Rehydrating dry yeast can cut lag time. and it isn't hard to do. This wakes the yeast up & gives it strong cell walls foe being pitched into heavy wort to do it's thing.
Boil 1.5C of water in a small saucepan for a couple minutes. Cover & cool down to 90F. Pour into glass measuring cup to make it easy to pour later. Pour dry yeast packet in & stir lightly to mix with sanitized implement of your choice. cover with plastic wrap & let it work for 30 minutes. Go get fermenter santized,wort & top off in FV,whatever while you wait for the yeast to hydrate. When ready to pitch,make sure the resulting yeast cream is within 10 degrees of current wort temp. Maybe ad some of the wort a little bit at a time,mix,& check with thermometer & repeat till it's within 10 degrees of wort temp. But this must be done gradually,a little bit at a time to acclimate the yeast to the wort temp. This way,the yeast dosen't shock when added to the much cooler wort.

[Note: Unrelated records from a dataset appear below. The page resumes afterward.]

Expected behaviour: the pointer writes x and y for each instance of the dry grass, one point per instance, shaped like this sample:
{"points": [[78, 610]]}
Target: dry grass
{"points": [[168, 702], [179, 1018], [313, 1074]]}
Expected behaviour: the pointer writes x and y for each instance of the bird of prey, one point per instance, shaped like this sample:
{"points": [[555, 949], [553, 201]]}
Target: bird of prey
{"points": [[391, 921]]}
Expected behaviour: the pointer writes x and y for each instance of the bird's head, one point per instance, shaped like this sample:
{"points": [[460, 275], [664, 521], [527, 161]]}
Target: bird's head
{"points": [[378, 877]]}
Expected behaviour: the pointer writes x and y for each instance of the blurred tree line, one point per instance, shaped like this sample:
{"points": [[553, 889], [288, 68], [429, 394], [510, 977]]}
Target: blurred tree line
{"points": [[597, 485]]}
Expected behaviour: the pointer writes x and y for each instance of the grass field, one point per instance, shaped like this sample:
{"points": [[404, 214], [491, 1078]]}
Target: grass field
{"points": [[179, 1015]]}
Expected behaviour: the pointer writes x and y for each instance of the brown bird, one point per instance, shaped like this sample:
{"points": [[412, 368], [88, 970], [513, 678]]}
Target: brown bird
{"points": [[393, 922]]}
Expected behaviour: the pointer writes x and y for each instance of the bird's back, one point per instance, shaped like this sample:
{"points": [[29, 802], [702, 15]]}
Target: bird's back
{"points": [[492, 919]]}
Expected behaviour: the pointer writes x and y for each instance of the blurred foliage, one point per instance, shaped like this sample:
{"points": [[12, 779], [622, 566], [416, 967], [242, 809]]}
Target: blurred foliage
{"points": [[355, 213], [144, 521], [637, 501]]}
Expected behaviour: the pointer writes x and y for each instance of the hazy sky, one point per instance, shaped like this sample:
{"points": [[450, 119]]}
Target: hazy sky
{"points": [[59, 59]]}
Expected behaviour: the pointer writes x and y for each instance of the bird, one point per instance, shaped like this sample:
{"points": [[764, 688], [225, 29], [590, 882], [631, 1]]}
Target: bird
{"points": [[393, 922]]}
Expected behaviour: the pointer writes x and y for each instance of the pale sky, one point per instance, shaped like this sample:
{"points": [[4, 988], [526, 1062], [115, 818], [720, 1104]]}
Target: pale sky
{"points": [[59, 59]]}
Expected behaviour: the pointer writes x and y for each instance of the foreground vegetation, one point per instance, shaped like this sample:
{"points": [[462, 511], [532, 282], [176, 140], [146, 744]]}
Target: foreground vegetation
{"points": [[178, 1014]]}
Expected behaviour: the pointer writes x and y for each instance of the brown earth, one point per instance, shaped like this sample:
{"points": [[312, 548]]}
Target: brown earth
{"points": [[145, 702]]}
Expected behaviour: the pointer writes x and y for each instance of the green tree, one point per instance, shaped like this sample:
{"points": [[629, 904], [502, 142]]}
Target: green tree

As a point of interest,If I hadn't over chilled the darn wort on my dark pseudo-lager,the WL029 yeast would've started fermenting about as fast straight out of the vial as the lighter colored one did with a starter. It did say on the White Labs vial that pitching the vial is good for up to 1.070 wort. I think if the vial is fairly fresh,that this is basically true. I got 2 vials of the WL029 with a previous order from midwest. Since they have high turnover,I have to assume from it's performance that it was pretty fresh.